In 1979, McDonald’s ran a print ad aimed squarely at the African American marketplace. The headline read “Do Your Dinnertimin’ at McDonald’s” and let black customers know “you don’t have to get dressed up” and “there’s no tipping.” The ad resurfaced a few years ago and took a proper fisking in the Atlantic and NPR’s Code Switch for its then-stereotypical, now-racist portrayal of black vernacular, attire, and eating and spending habits. It’s as the internet kids say, “problematic” at best when seen through 21st-century eyes.
Georgetown Professor of History and African American studies Marcia Chatelain agrees that modern analysis of the ad “offers valid concern about racial affectation in advertising,” but in her stellar, deeply researched new book, Franchise: The Golden Arches in Black America, she also makes the case that there is more to the story, like the violent, racist intimidation at restaurants throughout the civil rights movement and the basic “historical anxieties” of “the black consumer and private-establishment dining.” The Green Book wasn’t meant to be a cloying Oscar winner, it was meant to save lives.

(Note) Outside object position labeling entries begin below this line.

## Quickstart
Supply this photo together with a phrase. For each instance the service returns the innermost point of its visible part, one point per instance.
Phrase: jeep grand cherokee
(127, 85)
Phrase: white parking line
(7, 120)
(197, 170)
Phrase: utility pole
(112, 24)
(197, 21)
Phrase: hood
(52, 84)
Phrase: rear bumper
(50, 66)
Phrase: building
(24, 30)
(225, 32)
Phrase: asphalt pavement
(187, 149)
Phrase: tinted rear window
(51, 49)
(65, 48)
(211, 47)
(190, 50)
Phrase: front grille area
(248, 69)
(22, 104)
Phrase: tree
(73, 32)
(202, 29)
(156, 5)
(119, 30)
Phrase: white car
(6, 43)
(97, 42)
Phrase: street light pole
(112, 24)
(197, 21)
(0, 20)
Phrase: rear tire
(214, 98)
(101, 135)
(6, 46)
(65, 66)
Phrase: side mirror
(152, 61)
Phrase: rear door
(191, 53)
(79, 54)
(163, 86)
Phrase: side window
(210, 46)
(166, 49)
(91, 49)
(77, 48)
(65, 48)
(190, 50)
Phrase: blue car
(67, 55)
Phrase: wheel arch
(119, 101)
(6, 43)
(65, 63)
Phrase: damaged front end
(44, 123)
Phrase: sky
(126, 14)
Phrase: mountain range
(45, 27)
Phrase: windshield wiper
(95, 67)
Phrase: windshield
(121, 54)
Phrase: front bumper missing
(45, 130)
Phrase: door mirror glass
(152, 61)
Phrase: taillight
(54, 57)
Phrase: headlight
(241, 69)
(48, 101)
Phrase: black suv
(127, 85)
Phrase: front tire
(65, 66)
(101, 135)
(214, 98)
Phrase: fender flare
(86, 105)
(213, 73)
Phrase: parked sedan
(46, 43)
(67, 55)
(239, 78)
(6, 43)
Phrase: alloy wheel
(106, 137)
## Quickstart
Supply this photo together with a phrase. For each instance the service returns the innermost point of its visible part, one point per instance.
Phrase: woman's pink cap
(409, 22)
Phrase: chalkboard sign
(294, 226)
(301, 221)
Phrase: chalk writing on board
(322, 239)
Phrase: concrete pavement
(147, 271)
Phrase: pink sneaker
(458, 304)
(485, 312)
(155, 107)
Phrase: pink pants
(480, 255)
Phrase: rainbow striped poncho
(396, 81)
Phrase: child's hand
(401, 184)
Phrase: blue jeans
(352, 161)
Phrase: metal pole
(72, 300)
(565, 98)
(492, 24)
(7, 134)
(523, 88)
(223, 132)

Personally, I will never look at McDonald’s in the same way after reading Franchise. Not in a good or bad way, but in a more complex one, especially the targeted advertising, which is readily available on YouTube. I went down a rabbit hole to see what’s changed over the years. Everything, and not a lot: Here’s an ’80s ad featuring some top-notch Double Dutching and another with a young Michael Jordan not eating the Egg McMuffin in his hand, and here’s one from the ’90s in which “Calvin” becomes a manager that seems more like an In Living Color outtake than an actual commercial right on up through a 2019 Super Bowl spot in which noted celebrity vegan J.B. Smoove endorsed Cheesy Bacon Fries.